Balfour Beatty has revealed plans to purchase no less than £100million of its shares in 2022 after buying back £150million this year.

The infrastructure giant intends to commence the buyback after it publishes its full-year results next March when it expects to announce full-year revenues to be roughly double the £4.2billion it made in the first half.

Its latest trading update also said Balfour Beatty expects to have an order book of around £15.5billion at the end of the year on the back of gaining multiple new contracts in recent months.

Order book: Balfour Beatty's latest trading update published today said it expects to have an order book of around £15.5billion at the end of the year

Order book: Balfour Beatty’s latest trading update published today said it expects to have an order book of around £15.5billion at the end of the year

These have included two won by its joint venture subsidiary Gammon worth £600million, which will see it construct four residential towers in Hong Kong and design and build a station on Singapore’s Mass Transit Line.

Other projects won by the company include two in Texas worth around $200million and one in the mid-Atlantic, taking the volume of tendering at its US construction arm back to pre-pandemic levels.

In the UK, the group acquired an £85million contract to engineer new overhead lines to help deliver renewable energy in the West of Scotland, as well as a long-term deal for work at the Sellafield nuclear power site.

Balfour Beatty added that it was making good progress at its numerous Central London property developments, with one achieving ‘practical completion’ during the fourth quarter and the other two performing in line with expectations.

The firm expects to receive a further boost from the US Infrastructure Investment and Jobs Act, which was signed into law by President Joe Biden last month and authorises $1.2billion in spending, just under half of which is new expenditure.

Among the measures contained in the legislation are $110billion for upgrading roads and bridges, $65billion each for updating the electric grid and widening broadband coverage, and $25billion for improvements to airports. 

Towering success: Balfour Beatty's joint venture arm Gammon won a major contract worth £350million earlier this year to construct four residential towers in Hong Kong

Towering success: Balfour Beatty’s joint venture arm Gammon won a major contract worth £350million earlier this year to construct four residential towers in Hong Kong

Balfour Beatty’s chief executive Leo Quinn said: ‘The group is on track to deliver a 2021 performance in line with pre-pandemic levels.

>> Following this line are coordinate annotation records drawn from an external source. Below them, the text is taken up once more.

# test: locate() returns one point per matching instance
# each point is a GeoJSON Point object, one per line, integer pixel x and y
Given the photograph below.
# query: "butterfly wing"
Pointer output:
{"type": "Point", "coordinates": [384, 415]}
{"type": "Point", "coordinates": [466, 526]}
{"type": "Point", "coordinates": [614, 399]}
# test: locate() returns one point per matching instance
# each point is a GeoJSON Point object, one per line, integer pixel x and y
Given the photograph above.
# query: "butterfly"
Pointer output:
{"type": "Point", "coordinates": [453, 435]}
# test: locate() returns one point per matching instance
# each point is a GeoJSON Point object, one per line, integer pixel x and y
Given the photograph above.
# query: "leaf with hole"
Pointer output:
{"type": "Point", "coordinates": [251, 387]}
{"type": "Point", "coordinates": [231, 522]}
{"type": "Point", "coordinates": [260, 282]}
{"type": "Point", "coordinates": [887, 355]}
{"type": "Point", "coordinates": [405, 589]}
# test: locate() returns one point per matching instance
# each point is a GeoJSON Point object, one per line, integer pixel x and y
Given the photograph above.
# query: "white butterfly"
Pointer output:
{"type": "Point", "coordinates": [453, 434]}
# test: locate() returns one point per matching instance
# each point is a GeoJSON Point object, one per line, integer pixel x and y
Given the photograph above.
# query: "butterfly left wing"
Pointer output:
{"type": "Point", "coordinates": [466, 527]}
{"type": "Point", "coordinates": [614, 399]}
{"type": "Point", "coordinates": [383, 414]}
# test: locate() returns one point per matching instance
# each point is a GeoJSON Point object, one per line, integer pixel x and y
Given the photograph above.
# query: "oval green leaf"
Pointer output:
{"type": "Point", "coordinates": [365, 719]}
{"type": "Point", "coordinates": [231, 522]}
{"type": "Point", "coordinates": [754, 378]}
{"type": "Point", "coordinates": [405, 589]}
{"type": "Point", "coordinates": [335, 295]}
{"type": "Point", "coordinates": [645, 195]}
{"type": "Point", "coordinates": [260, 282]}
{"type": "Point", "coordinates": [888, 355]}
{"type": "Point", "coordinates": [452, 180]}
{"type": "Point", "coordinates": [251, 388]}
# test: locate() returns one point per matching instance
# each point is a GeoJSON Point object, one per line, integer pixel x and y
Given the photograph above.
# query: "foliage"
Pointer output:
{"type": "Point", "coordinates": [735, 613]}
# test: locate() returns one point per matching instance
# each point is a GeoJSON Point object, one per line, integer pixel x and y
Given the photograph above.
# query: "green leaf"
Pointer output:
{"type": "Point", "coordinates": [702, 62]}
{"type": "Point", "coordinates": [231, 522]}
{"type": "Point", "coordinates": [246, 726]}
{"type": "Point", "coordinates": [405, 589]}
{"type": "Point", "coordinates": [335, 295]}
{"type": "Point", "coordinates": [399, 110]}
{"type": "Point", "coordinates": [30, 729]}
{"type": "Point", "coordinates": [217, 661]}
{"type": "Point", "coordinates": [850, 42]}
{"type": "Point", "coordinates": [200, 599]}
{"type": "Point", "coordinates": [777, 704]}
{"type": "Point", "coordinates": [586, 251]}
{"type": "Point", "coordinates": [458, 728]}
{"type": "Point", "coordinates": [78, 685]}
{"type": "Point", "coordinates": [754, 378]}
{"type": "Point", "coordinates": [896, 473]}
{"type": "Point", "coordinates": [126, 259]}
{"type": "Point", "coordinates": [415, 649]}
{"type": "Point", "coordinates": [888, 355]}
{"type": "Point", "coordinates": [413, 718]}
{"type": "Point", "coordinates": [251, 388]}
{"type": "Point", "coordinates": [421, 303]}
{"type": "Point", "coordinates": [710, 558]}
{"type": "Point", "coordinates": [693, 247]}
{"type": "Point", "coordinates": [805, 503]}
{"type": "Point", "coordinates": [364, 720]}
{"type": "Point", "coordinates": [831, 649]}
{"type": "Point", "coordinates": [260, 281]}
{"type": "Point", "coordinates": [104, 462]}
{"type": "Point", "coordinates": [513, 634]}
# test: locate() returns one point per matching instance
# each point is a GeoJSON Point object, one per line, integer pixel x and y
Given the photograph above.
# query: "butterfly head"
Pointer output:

Looking to 2022, the group has a high-quality order book.

‘We are strongly positioned in three geographies where fiscal expansion, green infrastructure growth and, in the US, public-private partnerships all play to our unique engineering capability. We remain confident of capitalising on these factors to drive superior returns.’ 

Despite the optimistic update, the business is still under investigation by the US Department of Justice (DoJ) into actions by its subsidiary, military housing landlord Balfour Beatty Communities.

Two employees plead guilty in June to fraud for falsifying maintenance records in order to secure bonus payments for the group while covering up poor quality housing at a number of Air Force bases.

The probe was prompted by Reuters reports that discovered some homes built by the company had experienced major problems ranging from asbestos to severe mold, raw sewage backups and burst plastic water lines.

Balfour Beatty told the news agency that it never permitted the manipulation of maintenance logs and had implemented internal reforms to ensure the practice does not happen again.

It said today that its own probe into the matter ‘has completed, and all findings have been shared with the DoJ’. 

‘The group, through its external counsel, is actively working to resolve this matter in a timely manner,’ the firm added.

Shares in the FTSE 250 company were up 2.7 per cent to 253.8p at 10:30am today.